Per più di un anno il Comune di Busto Arsizio - specialmente tramite il suo Distretto del commercio e in alcuni casi attraverso l’impiego degli operai Agesp - ha provato a lanciare la controffensiva ai graffiti. Un contrasto basato su un semplice concetto: se tu pulisci, chi si vede cancellare le scritte non le rifà più, perché teme che durino troppo poco. Ma questa battaglia, se ancora non è persa, sembra essere in grave affanno. Perché il numero dei disegni e dei semplici segnacci è tornato a crescere imperiosamente e, appena le risorse per la pulizia dei muri sono andate calando assieme al numero degli interventi, l’avanzata del colore - spesso disordinato e sempre non richiesto - è ripresa. Lo hanno provato sulla loro pelle anche i privati, talvolta scottati poiché dopo che avevano investito risorse per ristrutturare e riverniciare le loro proprietà le hanno ritrovate come prima.
Un caso fra i tanti in via Matteotti, dove un edificio appena rimesso a nuovo è stato sporcato nel giro di poche settimane, mortificando gli sforzi. E facendo pensare che forse fanno bene quei proprietari che hanno ormai rinunciato a spendere denaro per questa sfida infinita all’inciviltà, al punto da rifiutare di entrare in azione anche quando gli esponenti dell’amministrazione chiedono di inserirsi in un percorso virtuoso in cui si va a pulire un’area della cui riqualificazione beneficerebbe lo stesso valore dell’immobile.

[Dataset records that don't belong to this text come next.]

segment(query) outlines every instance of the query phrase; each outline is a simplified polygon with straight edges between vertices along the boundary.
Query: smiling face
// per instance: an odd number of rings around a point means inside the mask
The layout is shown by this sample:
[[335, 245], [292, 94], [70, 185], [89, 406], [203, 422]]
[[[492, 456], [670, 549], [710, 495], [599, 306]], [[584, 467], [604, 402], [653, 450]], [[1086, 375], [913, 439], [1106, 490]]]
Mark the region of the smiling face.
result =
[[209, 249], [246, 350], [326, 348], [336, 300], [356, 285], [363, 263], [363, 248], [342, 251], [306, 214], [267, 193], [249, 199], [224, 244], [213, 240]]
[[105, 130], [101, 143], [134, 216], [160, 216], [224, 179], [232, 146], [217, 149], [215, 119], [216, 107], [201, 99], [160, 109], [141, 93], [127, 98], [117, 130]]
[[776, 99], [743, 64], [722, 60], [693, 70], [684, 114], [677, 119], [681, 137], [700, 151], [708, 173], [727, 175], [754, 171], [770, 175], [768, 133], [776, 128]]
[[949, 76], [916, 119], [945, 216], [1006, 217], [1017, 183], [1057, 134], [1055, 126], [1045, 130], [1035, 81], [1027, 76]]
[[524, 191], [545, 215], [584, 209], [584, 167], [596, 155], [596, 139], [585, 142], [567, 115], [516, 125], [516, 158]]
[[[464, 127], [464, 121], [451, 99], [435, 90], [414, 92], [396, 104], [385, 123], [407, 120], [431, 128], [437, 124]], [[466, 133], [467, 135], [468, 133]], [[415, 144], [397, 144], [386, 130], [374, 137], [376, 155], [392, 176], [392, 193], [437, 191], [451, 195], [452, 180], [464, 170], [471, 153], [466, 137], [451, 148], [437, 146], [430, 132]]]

I più (chiamiamoli così) fortunati, perlomeno si trovano sulle pareti qualche disegno di un certo pregio, che ovviamente ha insozzato l’estetica delle mura ma almeno non è uno sbrego senza senso, se non per chi lo ha fatto, come nel caso delle firme conoscitive dei writers.
In giro per il centro c’è qualche realizzazione “simpatica” in piazza Trento e Trieste, uno schizzo della Venere di Botticelli sulle mura di piazzetta Galimberti (però accanto c’è anche il Monumento al Lavoro deturpato volgarmente da due anni e mai ripulito) e anche una artisticamente formidabile ma inquietante Santa Rita da Cascia con spina in fronte che con cura è stata realizzata su una delle finestre (scelta fra quelle non affacciate sulla strada) delle ex carceri di via Borroni. Esempi particolari, a volte curiosi, altre volte solo demoralizzanti, di un fenomeno che continua a riproporsi e non sembra temere nulla.
D’altronde la videosorveglianza spesso è guasta e quando funziona non può certo mettere le bombolette spray in cima alle priorità di intervento. E comunque la possibilità di cogliere sul fatto chi imbratta è abbastanza bassa, come testimonia il numero quasi nullo di multe e denunce affibiate a chi agisce nell’illegalità, specie a chi - piuttosto che colorare muri abbandonati che in fondo trasmetterebbero solo degrado - si permette di sporcare senza alcun motivo strutture che i padroni di casa fanno abbellire a proprie spese.
In questo senso Busto è in buona compagnia. Anzi, forse è stata una delle poche città a cercare talvolta di fare qualcosa per invertire la rotta, dando il buon esempio. Ma, a mesi di distanza, pare che gli sforzi fatti siano stati inutili.